Então porque muitos franqueadores acabam “aprovando” o ponto em um cenário como
este? A resposta é polêmica, mas muitas vezes o franqueador “arrisca” entrar em
um determinado mercado em um empreendimento não adequado por falta de opção ou
disponibilidade de outros pontos e o franqueado precisa ter essa visão e ter,
principalmente, o discernimento para optar conscientemente pelo abertura do
negócio e pelos riscos envolvidos. Bom, o assunto é complexo e extenso e não
aplicável como um modelo estaque, ou seja, há inúmeros cenários e fatores que
devem ser considerados em uma franquia.

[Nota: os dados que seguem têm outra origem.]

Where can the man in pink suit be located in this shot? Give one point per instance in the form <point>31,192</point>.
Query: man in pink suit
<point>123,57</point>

Desde o reconhecimento da marca no
mercado, investimentos realizados, público-alvo, expectativa de ROI ou retorno
sobre o investimento e por ai vai...mas só há uma certeza: antes de abrir a sua
franquia, pesquise, analise e, se ainda não se sentir confortável em tomar uma
decisão, consulte um profissional ou empresa especializada, além do franqueador.
Muitos investidores do setor de franquia, já possuem toda uma equipe de
assessoria de apoio aos negócios. A preocupação está para o pequeno e muitas
vezes novato empreendedor, que pode apostar todo o seu dinheiro em um negócio e
ver o seu sonho de ter uma franquia convertido em pesadelo.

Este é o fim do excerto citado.